"Israelites Oppressed" by John Singer Sargent |
'My Dear Ralph, Thanks for your flourish of trumpets and waving of caps - If one lives in London, as I seem to be doing vaguely, I suppose it really counts for something to be an A.R.A. It remains to be proved; but I shall watch for the symptoms with interest. I have had no end of letters of congratulation from Academicians which would point to the fact of my having more of an affinity with old fogies than I expected.

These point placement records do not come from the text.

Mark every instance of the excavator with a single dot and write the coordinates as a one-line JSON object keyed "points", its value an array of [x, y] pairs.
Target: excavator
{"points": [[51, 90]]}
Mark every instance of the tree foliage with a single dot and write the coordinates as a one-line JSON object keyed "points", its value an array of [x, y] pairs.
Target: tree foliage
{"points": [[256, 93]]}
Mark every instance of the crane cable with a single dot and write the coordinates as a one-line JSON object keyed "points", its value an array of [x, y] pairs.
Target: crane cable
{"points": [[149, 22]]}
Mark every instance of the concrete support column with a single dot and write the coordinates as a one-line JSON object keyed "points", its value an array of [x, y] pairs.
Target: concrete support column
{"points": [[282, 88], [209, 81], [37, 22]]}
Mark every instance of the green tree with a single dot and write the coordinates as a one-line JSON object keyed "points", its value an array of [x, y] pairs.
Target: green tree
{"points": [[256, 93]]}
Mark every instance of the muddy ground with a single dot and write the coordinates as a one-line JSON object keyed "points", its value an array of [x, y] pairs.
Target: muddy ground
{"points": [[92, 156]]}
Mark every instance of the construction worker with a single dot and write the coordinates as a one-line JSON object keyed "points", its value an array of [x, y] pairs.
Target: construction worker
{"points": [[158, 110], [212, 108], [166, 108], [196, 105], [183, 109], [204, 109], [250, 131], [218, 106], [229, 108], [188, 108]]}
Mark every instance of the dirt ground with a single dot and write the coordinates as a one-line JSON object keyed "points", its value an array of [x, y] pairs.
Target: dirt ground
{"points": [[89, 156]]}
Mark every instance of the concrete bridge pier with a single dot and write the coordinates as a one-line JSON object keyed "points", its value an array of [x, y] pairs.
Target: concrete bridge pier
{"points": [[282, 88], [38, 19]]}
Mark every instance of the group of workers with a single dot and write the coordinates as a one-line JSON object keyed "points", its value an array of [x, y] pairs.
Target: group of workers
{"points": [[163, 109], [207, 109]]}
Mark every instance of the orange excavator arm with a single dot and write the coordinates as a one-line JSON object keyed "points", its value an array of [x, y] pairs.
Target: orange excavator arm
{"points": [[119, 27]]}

Today I have called on about 20 of them, such is the tradition and it is a curious revelation to find the man whose name and work one has hated and railed at for years, is a man of the world and altogether delightful...'
The reception given to the first installment of his Boston work shown in public was tentative but favourable. The lunette represented the children of Israel under their oppressors, Pharaoh and the King of Assyria. With the lunette were exhibited the decorations for the vaulting of the ceiling, symbolical representations of Astarte, Moloch and Nut, the Egyptian goddess and Mother of the Universe. In the exhibit the lunette was hung in the cove of the ceiling as as nearly as possible to catch the same light that it would receive in the Boston Library.
But where a work is not only finely painted but is in addition incomprehensible, it is well qualified to attract the multitude, and so the lunette and decorations came to be the wonder of the exhibition."